Compute resources meeting with Cambridge

Zarquan commented 1 year ago

We organised a meeting with people at Cambridge to discuss the Gaia-DMp resource requirements for 2022 and 2023. This issue is to keep track of the meeting planning, an outline of the meeting agenda and pull together any resources we need.

Initial meeting schedule done via when2meet, followed by a Doodle poll.

Zarquan commented 1 year ago

Based on responses, Friday 9th is the best so I will confirm the date/time and send an invite.

Zarquan commented 1 year ago

I ended up sending invites twice, but (I hope) only to our own team. The new Doodle user interface isn't the easiest to use, it defaulted to the 11-12 rather than the 10-11 slot.

I will send a personal email direct to all participants.

Zarquan commented 1 year ago

Invite email sent to everyone on the original email group.

Best date for the meeting is 11:00-12:00 Friday Sep 9.

Main topic of the meeting is to discuss the resources our project currently has, what resources we think we will need going forward and how best to fit that in to what Cambridge can provide.

A key issue of us will be whether it is possible to get Tbytes of direct attached SSD storage installed in some of the compute nodes.

A more long term issue will be how to break out of the pinned resource allocation we currently have to a more flexible allocation that can scale to meet the variable demand generated by an interactive notebook platform. This may include looking at StackHPC's work on adding Blazar to Openstack and whether it would be available on the Arcus cloud in the future.

Zarquan commented 1 year ago

Notes from the meeting.

At the end of the IRIS resource request process Cambridge ended up receiving a single figure for 144Tbytes of disc storage, with no indication of what type of disc. They have allocated this as 70Tbytes CeppFS and 74Tbytes Cinder volumes.

Cambridge are happy to provide direct attached SSD, but they didn't know about our requirements.

We are not the only ML project asking asking for faster storage.

Cambridge are looking at faster storage - NVMe storage servers with high speed (infiniband | RDMA Fabrics over) networking, but no timescale yet.

Gaia DR3 dataset is ballpark 5Tbytes at the moment, expected to grow as we injest the large tables, and DR4 will be an order of magnitude larger.

We need space for more than one copy of the dataset.
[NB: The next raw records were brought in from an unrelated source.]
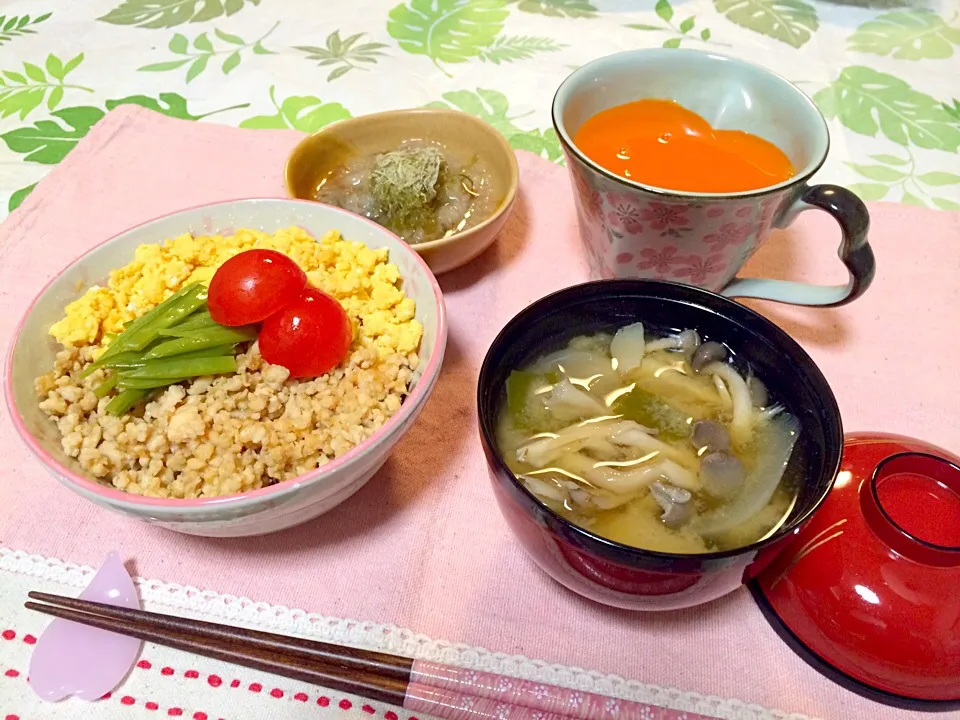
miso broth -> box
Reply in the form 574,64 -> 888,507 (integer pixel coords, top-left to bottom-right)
495,324 -> 802,554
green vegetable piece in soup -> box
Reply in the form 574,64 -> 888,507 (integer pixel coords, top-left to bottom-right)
611,386 -> 691,441
506,370 -> 535,420
505,370 -> 553,429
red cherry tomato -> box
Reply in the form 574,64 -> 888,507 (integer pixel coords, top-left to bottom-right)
258,287 -> 352,378
207,249 -> 307,326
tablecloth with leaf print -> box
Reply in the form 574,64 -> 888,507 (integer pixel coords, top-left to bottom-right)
1,1 -> 958,214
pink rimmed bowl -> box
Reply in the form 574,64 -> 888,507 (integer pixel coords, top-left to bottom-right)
5,198 -> 448,537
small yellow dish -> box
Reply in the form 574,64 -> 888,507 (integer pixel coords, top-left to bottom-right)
285,108 -> 519,275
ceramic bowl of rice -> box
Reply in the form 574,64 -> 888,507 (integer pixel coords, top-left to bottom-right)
6,198 -> 447,537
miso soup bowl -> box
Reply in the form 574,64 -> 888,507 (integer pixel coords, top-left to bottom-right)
477,279 -> 843,611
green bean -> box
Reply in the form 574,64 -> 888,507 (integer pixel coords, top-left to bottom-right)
164,309 -> 217,334
80,339 -> 163,377
169,345 -> 236,360
105,284 -> 198,351
88,284 -> 207,374
121,355 -> 237,380
159,326 -> 225,339
80,349 -> 132,379
143,326 -> 256,360
118,284 -> 208,353
119,344 -> 234,367
81,342 -> 233,381
116,348 -> 236,389
93,372 -> 119,398
105,388 -> 148,417
90,350 -> 154,371
118,376 -> 194,390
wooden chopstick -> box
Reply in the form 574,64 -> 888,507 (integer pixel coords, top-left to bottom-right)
27,591 -> 411,680
26,592 -> 723,720
25,597 -> 409,705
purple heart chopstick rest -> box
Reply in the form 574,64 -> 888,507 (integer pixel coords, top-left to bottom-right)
29,550 -> 142,701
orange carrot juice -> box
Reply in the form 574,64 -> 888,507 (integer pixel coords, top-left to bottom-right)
574,99 -> 795,193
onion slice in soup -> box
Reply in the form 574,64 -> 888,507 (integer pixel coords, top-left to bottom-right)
530,349 -> 619,394
543,378 -> 608,421
610,322 -> 645,375
693,412 -> 801,538
644,328 -> 699,355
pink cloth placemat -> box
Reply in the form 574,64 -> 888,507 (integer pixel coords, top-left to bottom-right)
2,106 -> 959,720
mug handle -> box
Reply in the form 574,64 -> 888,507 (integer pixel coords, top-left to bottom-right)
721,184 -> 876,307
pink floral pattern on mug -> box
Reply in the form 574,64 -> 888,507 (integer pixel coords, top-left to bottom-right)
641,202 -> 689,230
585,189 -> 604,220
584,225 -> 606,264
702,222 -> 753,250
759,195 -> 781,229
566,156 -> 792,292
636,246 -> 683,278
572,167 -> 604,220
605,193 -> 645,234
672,253 -> 726,284
578,207 -> 616,279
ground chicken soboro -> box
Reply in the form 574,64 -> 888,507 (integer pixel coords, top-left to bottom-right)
35,227 -> 423,499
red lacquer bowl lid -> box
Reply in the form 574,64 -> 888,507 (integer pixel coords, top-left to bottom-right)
752,432 -> 960,710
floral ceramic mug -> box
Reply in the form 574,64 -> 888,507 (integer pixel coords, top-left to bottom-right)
552,49 -> 876,307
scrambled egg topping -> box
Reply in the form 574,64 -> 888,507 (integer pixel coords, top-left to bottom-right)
50,227 -> 423,359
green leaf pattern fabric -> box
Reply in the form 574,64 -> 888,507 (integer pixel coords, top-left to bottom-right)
714,0 -> 819,49
387,1 -> 512,76
814,67 -> 960,152
847,11 -> 960,60
1,0 -> 958,214
98,0 -> 262,30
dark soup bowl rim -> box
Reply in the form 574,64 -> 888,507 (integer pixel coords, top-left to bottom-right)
477,278 -> 844,567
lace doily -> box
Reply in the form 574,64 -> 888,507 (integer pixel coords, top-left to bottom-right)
0,548 -> 818,720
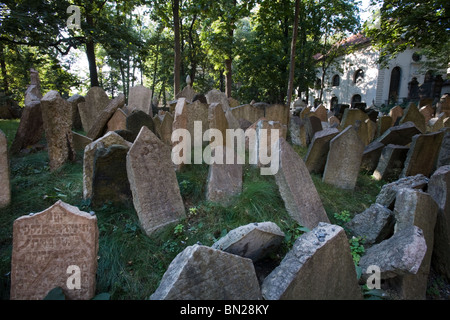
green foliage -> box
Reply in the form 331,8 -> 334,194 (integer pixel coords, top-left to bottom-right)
349,236 -> 365,265
333,210 -> 352,226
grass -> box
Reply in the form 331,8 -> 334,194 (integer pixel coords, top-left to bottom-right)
0,120 -> 385,300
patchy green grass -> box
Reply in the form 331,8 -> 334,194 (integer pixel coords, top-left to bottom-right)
0,120 -> 385,300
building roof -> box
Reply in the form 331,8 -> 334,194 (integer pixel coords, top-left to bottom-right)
314,33 -> 371,61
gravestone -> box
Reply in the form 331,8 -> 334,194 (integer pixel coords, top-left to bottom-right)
289,115 -> 306,147
399,102 -> 426,133
389,106 -> 404,126
360,141 -> 385,174
91,145 -> 132,207
440,94 -> 450,117
376,121 -> 421,146
0,130 -> 11,208
10,100 -> 44,155
175,81 -> 197,103
305,115 -> 323,146
10,200 -> 98,300
67,94 -> 84,130
40,91 -> 75,171
323,126 -> 364,190
305,128 -> 340,174
345,203 -> 394,246
107,108 -> 127,132
266,104 -> 289,126
359,226 -> 427,283
128,85 -> 153,116
275,138 -> 329,230
251,119 -> 287,167
328,115 -> 340,128
186,100 -> 209,138
377,115 -> 393,138
126,109 -> 155,142
83,131 -> 132,200
87,94 -> 125,140
231,104 -> 265,125
261,223 -> 362,300
340,108 -> 369,130
153,114 -> 162,139
127,126 -> 185,236
419,105 -> 434,124
160,112 -> 174,145
428,112 -> 446,132
373,144 -> 409,181
312,105 -> 328,122
401,131 -> 444,178
150,244 -> 261,300
212,222 -> 285,262
205,146 -> 243,206
391,189 -> 438,299
72,132 -> 92,153
428,166 -> 450,281
78,87 -> 110,133
172,98 -> 190,167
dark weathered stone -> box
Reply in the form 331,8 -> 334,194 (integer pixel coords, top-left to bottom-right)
373,144 -> 409,181
376,121 -> 421,146
126,109 -> 155,142
361,141 -> 385,173
305,128 -> 340,174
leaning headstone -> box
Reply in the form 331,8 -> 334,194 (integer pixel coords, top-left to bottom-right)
126,109 -> 155,142
275,138 -> 329,230
87,94 -> 125,140
72,132 -> 93,153
128,85 -> 153,116
375,174 -> 429,209
360,141 -> 385,174
436,128 -> 450,168
359,226 -> 427,283
390,189 -> 438,299
428,112 -> 446,132
389,106 -> 404,126
40,91 -> 75,171
150,245 -> 261,300
305,115 -> 323,146
91,145 -> 132,208
205,146 -> 243,206
67,94 -> 84,130
160,112 -> 174,145
419,105 -> 434,124
127,126 -> 185,236
83,131 -> 132,200
400,131 -> 444,178
345,203 -> 394,246
10,200 -> 99,300
0,130 -> 11,208
312,105 -> 328,122
231,104 -> 265,125
288,115 -> 306,147
428,166 -> 450,280
186,100 -> 209,138
372,144 -> 409,181
261,223 -> 362,300
107,108 -> 127,132
77,87 -> 110,133
323,126 -> 364,190
305,128 -> 340,174
377,115 -> 393,137
340,108 -> 369,130
212,222 -> 285,262
265,104 -> 289,126
376,121 -> 421,146
175,81 -> 197,103
399,102 -> 426,133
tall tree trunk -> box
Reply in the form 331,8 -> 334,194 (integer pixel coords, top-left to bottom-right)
225,58 -> 232,98
85,13 -> 99,88
287,0 -> 300,107
173,0 -> 181,97
0,44 -> 8,93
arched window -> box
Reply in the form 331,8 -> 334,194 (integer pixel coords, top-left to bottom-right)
351,94 -> 362,108
330,97 -> 339,110
389,67 -> 402,104
353,69 -> 364,84
332,75 -> 340,87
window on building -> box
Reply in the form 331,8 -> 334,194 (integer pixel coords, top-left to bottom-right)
353,69 -> 364,84
388,67 -> 402,104
351,94 -> 362,108
332,75 -> 340,87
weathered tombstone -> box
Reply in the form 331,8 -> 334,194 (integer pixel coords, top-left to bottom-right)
428,166 -> 450,281
205,146 -> 243,206
275,138 -> 329,230
0,130 -> 11,208
186,100 -> 209,138
83,131 -> 132,200
419,105 -> 434,124
289,115 -> 306,147
175,79 -> 197,103
128,85 -> 153,116
10,200 -> 99,300
266,104 -> 289,126
360,141 -> 385,174
205,89 -> 240,129
67,94 -> 84,130
126,109 -> 155,142
440,94 -> 450,117
40,91 -> 75,171
231,104 -> 265,125
10,100 -> 44,155
359,226 -> 427,283
376,121 -> 421,146
345,203 -> 394,246
72,132 -> 93,153
312,104 -> 328,122
373,144 -> 409,181
390,189 -> 438,299
305,115 -> 323,146
377,115 -> 393,138
436,128 -> 450,168
389,106 -> 404,126
328,115 -> 340,128
150,244 -> 262,300
323,126 -> 365,190
212,222 -> 285,262
160,112 -> 174,145
399,102 -> 426,133
261,223 -> 362,300
127,126 -> 185,236
87,94 -> 125,140
375,174 -> 429,209
305,128 -> 340,174
400,131 -> 444,178
251,119 -> 287,168
107,108 -> 127,132
91,145 -> 132,207
77,87 -> 110,133
153,114 -> 162,139
428,112 -> 446,132
340,108 -> 369,131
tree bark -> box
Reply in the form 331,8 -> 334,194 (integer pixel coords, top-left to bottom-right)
85,13 -> 99,88
0,44 -> 9,93
173,0 -> 181,97
287,0 -> 301,107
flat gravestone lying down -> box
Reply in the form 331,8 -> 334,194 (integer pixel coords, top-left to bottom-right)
150,244 -> 262,300
274,138 -> 329,230
10,200 -> 99,300
211,222 -> 285,262
127,126 -> 185,236
261,223 -> 362,300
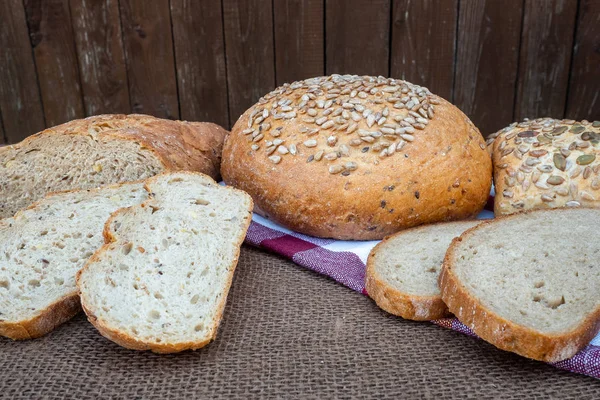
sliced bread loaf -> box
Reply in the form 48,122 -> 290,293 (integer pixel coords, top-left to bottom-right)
366,220 -> 481,320
77,172 -> 253,353
0,114 -> 228,218
0,182 -> 148,340
439,208 -> 600,362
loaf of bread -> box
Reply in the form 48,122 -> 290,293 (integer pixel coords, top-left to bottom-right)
222,75 -> 492,240
0,182 -> 148,340
366,220 -> 481,321
490,118 -> 600,215
439,208 -> 600,362
77,172 -> 253,353
0,114 -> 228,218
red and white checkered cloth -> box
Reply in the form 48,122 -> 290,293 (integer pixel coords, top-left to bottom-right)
243,195 -> 600,379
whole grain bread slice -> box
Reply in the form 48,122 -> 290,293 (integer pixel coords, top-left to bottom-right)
439,208 -> 600,362
366,220 -> 481,320
0,182 -> 148,340
77,172 -> 253,353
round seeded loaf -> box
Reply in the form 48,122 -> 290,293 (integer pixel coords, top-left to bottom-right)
222,75 -> 492,240
487,118 -> 600,215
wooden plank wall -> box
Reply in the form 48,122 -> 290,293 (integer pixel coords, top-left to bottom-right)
0,0 -> 598,144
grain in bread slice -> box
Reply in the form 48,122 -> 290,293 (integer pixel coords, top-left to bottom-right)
439,208 -> 600,362
77,172 -> 253,353
0,114 -> 227,218
366,220 -> 481,320
0,182 -> 148,340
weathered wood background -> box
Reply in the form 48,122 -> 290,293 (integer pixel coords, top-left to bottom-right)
0,0 -> 598,143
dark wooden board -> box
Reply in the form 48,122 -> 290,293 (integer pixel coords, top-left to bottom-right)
326,0 -> 391,76
0,112 -> 6,144
454,0 -> 524,136
119,0 -> 179,119
70,0 -> 131,116
274,0 -> 324,85
0,0 -> 45,142
223,0 -> 276,126
565,0 -> 600,121
390,0 -> 457,101
170,0 -> 229,127
514,0 -> 578,121
24,0 -> 84,127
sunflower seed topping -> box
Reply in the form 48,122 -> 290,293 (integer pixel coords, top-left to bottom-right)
547,175 -> 565,185
329,165 -> 344,174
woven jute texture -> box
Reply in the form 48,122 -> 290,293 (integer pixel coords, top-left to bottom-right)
1,246 -> 599,399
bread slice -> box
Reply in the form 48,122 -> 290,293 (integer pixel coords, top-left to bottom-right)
77,172 -> 253,353
439,208 -> 600,362
0,114 -> 227,218
0,182 -> 148,340
366,220 -> 481,320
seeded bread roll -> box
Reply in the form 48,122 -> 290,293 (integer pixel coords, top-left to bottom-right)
0,114 -> 227,218
491,118 -> 600,215
222,75 -> 492,240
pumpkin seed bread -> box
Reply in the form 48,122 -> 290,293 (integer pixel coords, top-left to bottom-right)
489,118 -> 600,215
366,220 -> 481,321
77,172 -> 253,353
222,75 -> 492,240
0,114 -> 227,219
0,181 -> 148,340
439,208 -> 600,362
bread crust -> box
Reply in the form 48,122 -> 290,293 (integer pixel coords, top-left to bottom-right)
366,221 -> 481,321
439,209 -> 600,362
491,118 -> 600,215
0,294 -> 80,340
76,171 -> 254,353
222,76 -> 491,240
0,113 -> 228,180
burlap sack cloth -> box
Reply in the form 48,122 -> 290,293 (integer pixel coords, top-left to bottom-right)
1,246 -> 599,399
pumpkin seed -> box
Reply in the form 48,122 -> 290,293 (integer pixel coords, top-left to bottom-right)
576,154 -> 596,165
553,153 -> 566,171
537,135 -> 552,144
551,126 -> 568,135
569,125 -> 585,134
518,130 -> 536,138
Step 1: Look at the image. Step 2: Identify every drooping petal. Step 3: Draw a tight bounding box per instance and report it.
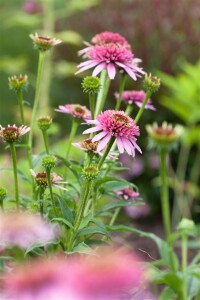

One for the live production service and at least one possibly more copies to experiment with partitioning to fit the worker memory and DR4 scale test data to prepare for the next release.

We don't need 5Tbytes in a single SSD, so we would implement our own network file system to combine multiple smaller SSD drives to create the required 5Tbyte filesystem.

Cambridge will look into providing 4 (? size to be determined) Tbyte SSD in each of the 8 compute nodes.

We can look at using a network file system like "BeeGFS On Demand" (BeeOND) to combine smaller ephemeral SSD drives into a larger filesystem. Initial experiments can be done using the existing local discs, although we may need to modify the Openstack flavors to facilitate this.

The current flavor with the largest ephemeral disc is also the high memory high cpu gaia.vm.cclake.54vcpu instances. To run something like the BeeOND filesystem it would be better to use a smaller cpu/memory flavor with a large local disc allocation. Alternatively, we could use an existing small flavor and add multiple ephemeral discs (see email quote below) to create a BeeOND server.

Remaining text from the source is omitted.